In 2005, (Wild ducks Flying Backward) he stated that given the abysmal state of our national consciousness, if we can’t get our heads out of our own asses, the only hope left was to perfect brewing your own beer and making a good thin-crust pizza.

He described his last book, entitled “B is for Beer” (2009) as either a children’s book for adults or an adult book for children.

I got the distinct impression that “B is for Beer” was his way of flipping off his publisher for one last book. He is now 82 years old. If he were to publish another more challenging book, I don’t know if it would receive the wide-spread readership he once enjoyed. Not so much because of any shortcomings on his part, but rather an increasingly short supply of readers willing to make that much of a commitment.

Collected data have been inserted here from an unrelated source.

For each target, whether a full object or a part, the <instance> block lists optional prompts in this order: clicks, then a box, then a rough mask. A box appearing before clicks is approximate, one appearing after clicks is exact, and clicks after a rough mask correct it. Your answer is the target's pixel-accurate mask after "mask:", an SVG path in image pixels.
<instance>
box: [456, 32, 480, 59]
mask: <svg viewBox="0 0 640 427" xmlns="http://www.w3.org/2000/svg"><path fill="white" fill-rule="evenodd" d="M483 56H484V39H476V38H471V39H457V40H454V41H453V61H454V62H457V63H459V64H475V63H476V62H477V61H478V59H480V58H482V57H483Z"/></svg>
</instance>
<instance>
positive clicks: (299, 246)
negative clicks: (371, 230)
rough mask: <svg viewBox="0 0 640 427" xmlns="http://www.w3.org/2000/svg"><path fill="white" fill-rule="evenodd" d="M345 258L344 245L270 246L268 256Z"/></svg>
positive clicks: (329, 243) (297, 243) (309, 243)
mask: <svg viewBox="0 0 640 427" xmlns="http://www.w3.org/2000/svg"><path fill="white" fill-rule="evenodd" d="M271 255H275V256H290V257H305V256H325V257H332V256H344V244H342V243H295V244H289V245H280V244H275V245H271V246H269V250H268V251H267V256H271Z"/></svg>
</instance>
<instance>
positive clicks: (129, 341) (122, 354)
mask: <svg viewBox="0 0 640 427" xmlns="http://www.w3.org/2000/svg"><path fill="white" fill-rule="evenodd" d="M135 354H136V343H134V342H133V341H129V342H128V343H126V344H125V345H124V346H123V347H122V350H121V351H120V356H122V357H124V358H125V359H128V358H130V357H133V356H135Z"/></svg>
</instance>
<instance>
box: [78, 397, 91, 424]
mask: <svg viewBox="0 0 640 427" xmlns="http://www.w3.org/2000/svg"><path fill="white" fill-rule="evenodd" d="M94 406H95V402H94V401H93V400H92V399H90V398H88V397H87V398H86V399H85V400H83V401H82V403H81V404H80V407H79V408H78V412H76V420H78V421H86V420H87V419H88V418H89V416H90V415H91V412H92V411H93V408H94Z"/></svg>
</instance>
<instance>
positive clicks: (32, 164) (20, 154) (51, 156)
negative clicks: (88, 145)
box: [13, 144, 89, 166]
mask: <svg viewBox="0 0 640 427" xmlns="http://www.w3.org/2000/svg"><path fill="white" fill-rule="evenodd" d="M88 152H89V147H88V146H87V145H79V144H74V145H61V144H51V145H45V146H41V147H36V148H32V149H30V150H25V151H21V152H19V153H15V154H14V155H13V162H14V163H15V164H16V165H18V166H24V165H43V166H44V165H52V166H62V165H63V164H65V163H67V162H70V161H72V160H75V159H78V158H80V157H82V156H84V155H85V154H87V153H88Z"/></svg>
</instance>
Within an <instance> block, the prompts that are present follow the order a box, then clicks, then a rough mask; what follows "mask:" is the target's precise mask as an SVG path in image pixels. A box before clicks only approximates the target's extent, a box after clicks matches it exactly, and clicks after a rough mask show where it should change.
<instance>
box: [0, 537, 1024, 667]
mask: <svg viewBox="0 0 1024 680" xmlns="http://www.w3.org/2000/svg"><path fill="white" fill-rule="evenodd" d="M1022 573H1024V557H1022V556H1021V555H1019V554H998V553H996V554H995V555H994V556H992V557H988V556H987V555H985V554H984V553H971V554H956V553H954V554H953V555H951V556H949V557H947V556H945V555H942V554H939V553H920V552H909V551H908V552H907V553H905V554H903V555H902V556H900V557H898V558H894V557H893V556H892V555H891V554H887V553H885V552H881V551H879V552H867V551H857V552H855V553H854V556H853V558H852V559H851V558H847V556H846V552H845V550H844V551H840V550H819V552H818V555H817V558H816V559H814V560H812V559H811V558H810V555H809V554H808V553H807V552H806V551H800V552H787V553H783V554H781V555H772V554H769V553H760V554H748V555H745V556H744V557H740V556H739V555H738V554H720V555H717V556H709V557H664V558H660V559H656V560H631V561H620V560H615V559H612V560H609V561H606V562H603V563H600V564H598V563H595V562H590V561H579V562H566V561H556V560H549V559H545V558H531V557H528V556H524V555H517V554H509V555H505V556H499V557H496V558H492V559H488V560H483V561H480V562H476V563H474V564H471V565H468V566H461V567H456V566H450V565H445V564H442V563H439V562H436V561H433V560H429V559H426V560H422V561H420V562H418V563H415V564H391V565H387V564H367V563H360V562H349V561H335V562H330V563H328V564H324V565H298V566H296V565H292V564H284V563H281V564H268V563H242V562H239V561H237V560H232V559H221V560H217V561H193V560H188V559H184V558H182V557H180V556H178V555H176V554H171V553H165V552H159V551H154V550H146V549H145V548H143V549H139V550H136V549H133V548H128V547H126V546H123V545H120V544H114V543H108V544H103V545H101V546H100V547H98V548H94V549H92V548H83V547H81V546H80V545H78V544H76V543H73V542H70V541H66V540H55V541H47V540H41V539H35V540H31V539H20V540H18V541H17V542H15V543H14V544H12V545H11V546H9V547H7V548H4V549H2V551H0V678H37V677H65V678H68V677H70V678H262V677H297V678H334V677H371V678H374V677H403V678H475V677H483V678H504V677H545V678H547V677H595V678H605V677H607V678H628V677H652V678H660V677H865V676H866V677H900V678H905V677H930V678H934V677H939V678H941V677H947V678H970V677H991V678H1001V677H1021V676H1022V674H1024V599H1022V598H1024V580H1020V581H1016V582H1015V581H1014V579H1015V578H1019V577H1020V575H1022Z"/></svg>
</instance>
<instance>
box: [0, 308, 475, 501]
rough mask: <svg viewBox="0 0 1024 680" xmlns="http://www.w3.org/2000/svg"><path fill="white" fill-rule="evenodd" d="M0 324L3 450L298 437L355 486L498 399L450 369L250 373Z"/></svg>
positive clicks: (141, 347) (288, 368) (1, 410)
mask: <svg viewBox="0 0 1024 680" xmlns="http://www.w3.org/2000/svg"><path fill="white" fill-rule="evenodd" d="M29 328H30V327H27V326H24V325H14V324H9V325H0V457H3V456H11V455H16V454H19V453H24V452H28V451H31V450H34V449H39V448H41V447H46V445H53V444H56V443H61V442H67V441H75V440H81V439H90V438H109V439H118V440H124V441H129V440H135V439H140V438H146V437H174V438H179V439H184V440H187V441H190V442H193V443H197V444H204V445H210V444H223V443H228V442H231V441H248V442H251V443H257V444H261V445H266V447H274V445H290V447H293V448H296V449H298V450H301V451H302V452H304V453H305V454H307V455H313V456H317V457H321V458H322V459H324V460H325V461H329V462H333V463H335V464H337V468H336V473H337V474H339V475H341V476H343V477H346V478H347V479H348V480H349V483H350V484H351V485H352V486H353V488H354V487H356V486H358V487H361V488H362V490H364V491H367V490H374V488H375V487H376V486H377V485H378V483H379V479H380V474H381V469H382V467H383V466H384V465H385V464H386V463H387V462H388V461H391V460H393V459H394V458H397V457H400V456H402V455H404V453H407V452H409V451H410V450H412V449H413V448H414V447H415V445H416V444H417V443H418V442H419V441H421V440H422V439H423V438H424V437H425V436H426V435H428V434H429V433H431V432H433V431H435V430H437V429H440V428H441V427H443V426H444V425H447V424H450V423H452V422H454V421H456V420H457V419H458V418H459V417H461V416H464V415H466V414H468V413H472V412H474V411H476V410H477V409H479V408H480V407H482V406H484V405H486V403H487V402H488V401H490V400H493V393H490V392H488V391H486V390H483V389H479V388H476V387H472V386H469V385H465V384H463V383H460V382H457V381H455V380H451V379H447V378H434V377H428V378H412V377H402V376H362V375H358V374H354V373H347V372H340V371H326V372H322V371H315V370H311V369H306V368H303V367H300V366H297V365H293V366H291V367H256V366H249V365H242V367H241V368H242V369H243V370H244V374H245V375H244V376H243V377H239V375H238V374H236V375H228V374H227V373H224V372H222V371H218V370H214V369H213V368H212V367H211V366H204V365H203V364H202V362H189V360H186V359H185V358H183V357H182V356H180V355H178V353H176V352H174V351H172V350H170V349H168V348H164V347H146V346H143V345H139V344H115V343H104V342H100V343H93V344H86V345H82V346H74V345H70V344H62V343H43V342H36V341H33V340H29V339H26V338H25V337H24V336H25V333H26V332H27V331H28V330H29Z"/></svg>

I did not purchase “B is for Beer”. It took less than twenty minutes to read standing up in Barnes and Noble. Of course, maybe I was the moron for not recognizing its inherent brilliance.

In the near-silence of the bookstore, I was surprised no one heard my heart breaking.

Maybe he was right. Literature (by virtue of participation) is one of the hottest mediums of expression or entertainment there is. Two of the most important things you can bring to this picnic are an appetite, and an imagination.

A few decades ago, Marshall Mcluhan described Television and Film as a cool medium. Now it is colder than a gynecologist’s speculum. They only require an appetite or just boredom, like junk-food. There is no longer any need for imagination. Everything else is already provided, courtesy of digital effects. All you have to do is show up and pay your money. Television and Film are easy and seductive, so it is rapidly displacing Literature and reading as entertainment.

In a world of passive entertainment, reading is becoming as arcane and superfluous as conversation, letters, writers or readers.

Reading and thinking are just too much like work to the masses who “live lives of quiet desperation”.

Namasté

नमस्ते

Chazz Vincent

04/23/2015

 

2 Responses to “TTWDWW: When is Too Much Just Right or Just Too Much?”

  1. I see some evidence that this is not true. Both can exist in the younger generation. I hope I’m not seeing an exception or something that will die out… I’m an optimist or delusional. Reading is fostered and awarded all through elementary, middle school and high school in some schools. The dissection or “diagramming” of stories teaches them so much about storytelling and if they have the interest, they will continue reading past graduation AND for fun!